GDPR also requires you to allow a way for users to edit all information you store from them. If you are using the Sync Data feature you must make sure that your users have a way to edit the information you ask down. This means you must provide (i.e. code) a way for the users to view and edit the information you store from them.
The Sync Data fields are added automatically to WordPress’ Export Personal Data result.

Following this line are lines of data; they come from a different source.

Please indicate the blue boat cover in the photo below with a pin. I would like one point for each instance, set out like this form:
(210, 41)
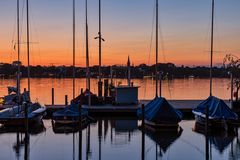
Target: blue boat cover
(70, 111)
(159, 110)
(218, 109)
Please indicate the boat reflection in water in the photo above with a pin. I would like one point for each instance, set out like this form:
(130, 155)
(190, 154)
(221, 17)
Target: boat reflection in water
(220, 140)
(124, 129)
(23, 137)
(163, 139)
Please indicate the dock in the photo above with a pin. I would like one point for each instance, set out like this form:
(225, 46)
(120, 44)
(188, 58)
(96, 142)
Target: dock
(185, 106)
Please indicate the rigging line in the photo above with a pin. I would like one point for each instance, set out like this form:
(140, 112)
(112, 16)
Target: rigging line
(13, 43)
(162, 43)
(151, 40)
(36, 35)
(21, 25)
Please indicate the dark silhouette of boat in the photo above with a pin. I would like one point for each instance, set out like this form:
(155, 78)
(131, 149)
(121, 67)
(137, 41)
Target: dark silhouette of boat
(219, 114)
(160, 114)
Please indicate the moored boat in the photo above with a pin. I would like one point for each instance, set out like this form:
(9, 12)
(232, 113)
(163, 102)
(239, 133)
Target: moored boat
(159, 114)
(15, 116)
(219, 114)
(70, 115)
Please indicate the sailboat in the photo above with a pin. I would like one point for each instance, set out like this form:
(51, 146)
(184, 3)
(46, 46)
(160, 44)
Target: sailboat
(159, 113)
(213, 110)
(73, 113)
(23, 109)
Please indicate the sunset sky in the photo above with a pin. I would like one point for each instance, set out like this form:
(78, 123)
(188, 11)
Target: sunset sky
(127, 27)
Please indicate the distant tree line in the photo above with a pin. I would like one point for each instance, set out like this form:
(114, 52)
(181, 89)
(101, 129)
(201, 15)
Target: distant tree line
(169, 70)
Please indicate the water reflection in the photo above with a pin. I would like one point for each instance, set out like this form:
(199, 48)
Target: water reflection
(115, 138)
(163, 139)
(23, 137)
(219, 140)
(173, 89)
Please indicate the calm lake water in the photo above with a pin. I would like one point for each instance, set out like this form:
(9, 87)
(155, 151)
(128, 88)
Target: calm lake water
(171, 89)
(117, 139)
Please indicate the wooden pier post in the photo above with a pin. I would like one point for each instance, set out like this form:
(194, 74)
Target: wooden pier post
(80, 131)
(143, 133)
(26, 115)
(66, 100)
(106, 88)
(81, 90)
(52, 97)
(206, 134)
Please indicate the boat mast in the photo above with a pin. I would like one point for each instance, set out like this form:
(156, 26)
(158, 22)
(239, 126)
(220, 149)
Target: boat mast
(211, 63)
(18, 46)
(74, 48)
(156, 65)
(100, 52)
(87, 60)
(28, 47)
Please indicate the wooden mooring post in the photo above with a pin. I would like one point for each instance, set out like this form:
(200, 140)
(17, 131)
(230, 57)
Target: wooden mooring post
(66, 100)
(80, 131)
(143, 132)
(52, 97)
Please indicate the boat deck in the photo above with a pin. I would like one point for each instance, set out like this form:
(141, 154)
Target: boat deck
(185, 106)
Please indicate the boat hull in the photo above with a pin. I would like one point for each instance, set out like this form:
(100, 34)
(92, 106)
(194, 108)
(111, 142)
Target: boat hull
(68, 120)
(21, 121)
(212, 123)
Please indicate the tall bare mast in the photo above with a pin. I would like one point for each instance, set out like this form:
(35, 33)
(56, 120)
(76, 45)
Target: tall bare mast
(18, 46)
(28, 46)
(100, 52)
(156, 65)
(212, 32)
(74, 48)
(87, 58)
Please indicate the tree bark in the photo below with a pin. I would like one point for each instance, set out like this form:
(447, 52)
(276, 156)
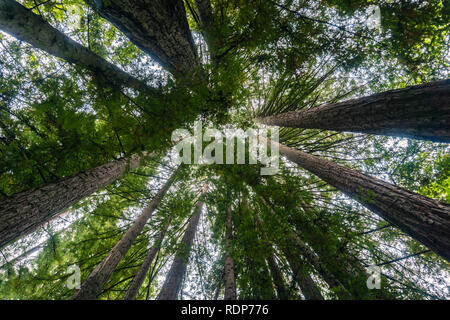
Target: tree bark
(94, 283)
(422, 218)
(219, 284)
(158, 27)
(293, 246)
(304, 280)
(172, 284)
(418, 112)
(23, 24)
(139, 277)
(27, 211)
(345, 267)
(230, 280)
(335, 285)
(277, 277)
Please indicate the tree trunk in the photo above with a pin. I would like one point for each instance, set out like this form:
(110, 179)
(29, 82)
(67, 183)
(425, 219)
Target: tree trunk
(27, 211)
(158, 27)
(419, 112)
(303, 279)
(139, 277)
(23, 24)
(335, 285)
(277, 277)
(345, 267)
(230, 281)
(422, 218)
(294, 245)
(306, 284)
(94, 283)
(172, 284)
(219, 285)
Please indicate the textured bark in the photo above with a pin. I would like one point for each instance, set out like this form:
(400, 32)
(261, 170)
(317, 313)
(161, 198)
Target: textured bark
(94, 283)
(230, 280)
(207, 24)
(419, 112)
(139, 277)
(319, 266)
(422, 218)
(28, 211)
(275, 272)
(219, 284)
(293, 246)
(345, 267)
(172, 284)
(158, 27)
(277, 277)
(23, 24)
(304, 280)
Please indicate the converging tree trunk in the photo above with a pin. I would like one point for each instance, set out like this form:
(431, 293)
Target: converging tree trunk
(28, 211)
(158, 27)
(422, 218)
(174, 278)
(230, 281)
(23, 24)
(94, 283)
(277, 276)
(307, 285)
(275, 272)
(344, 266)
(139, 277)
(419, 112)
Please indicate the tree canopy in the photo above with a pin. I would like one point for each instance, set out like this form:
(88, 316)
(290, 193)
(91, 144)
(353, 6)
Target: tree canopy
(89, 85)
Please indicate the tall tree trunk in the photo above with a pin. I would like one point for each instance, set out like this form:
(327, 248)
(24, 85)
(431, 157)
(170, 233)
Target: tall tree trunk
(219, 284)
(158, 27)
(23, 24)
(28, 211)
(422, 218)
(139, 277)
(294, 245)
(303, 279)
(277, 277)
(301, 248)
(94, 283)
(345, 267)
(230, 281)
(208, 26)
(419, 112)
(172, 284)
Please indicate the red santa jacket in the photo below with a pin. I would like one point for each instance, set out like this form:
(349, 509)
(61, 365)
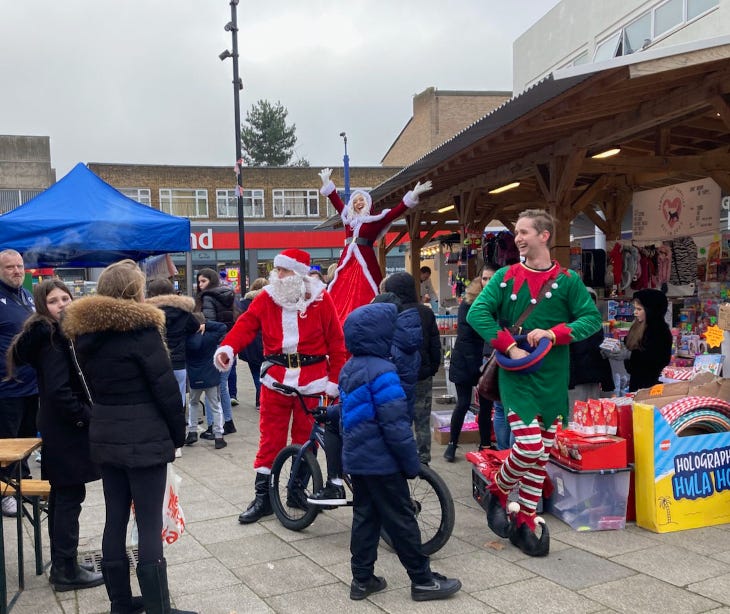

Possible Sync data related issues
Nextend Social Login only provides an option to ask down extra fields to store them in the given meta key. If you change this meta key after user information was asked down, you’ll need to make sure to update the meta key at the previously stored user data.
Custom fields
When you ask custom information form the users before the registration process finishes you’ll need to make sure that users can edit this information later. In your Privacy Policy you’ll need to address why do you ask this information and what do you do with it. It’s your responsibility to make sure that the asked custom fields are added to WordPress’ Export Personal Data result.
WordPress tools: Export and Erase
Any user can request all information you store from them. WordPress introduced a feature for this purpose at the Tools. Nextend Social Login does not affect the Erase Personal Data, as it does not create anything that could be erased this way. However, the Export Personal data tool will export everything Nextend Social Login stores. Including:
- First and last name
- Avatar
- Access token
- Sync data fields
Terms of service
When your users register your site, you must provide them Privacy Policy to read. Here they can learn what information do you store from them and what do you do with that information. Nextend Social Login allows you to add a custom Terms and Conditions text at the Global settings → Privacy tab. You can use this feature to display a message which tells them that by clicking the registration button, they agree these terms and conditions. You can also use this field to link to your Privacy Policy page. When the visitor hits any social registration button, they’ll see this message.
The actual registration process happens when they click the Register button. Until that happens, Nextend Social Login does not store any information from them.
Important note
Using Nextend Social Login does NOT guarantee compliance to GDPR. This plugin gives you general tools and this article provides general information, but is NOT meant to serve as complete compliance package. Compliance to GDPR is an ongoing process that involves your whole business. Nextend can’t take responsibility for making sure that your website GDPR compliant with Nextend Social Login on it, it’s your responsibility to make the site GDPR compliant.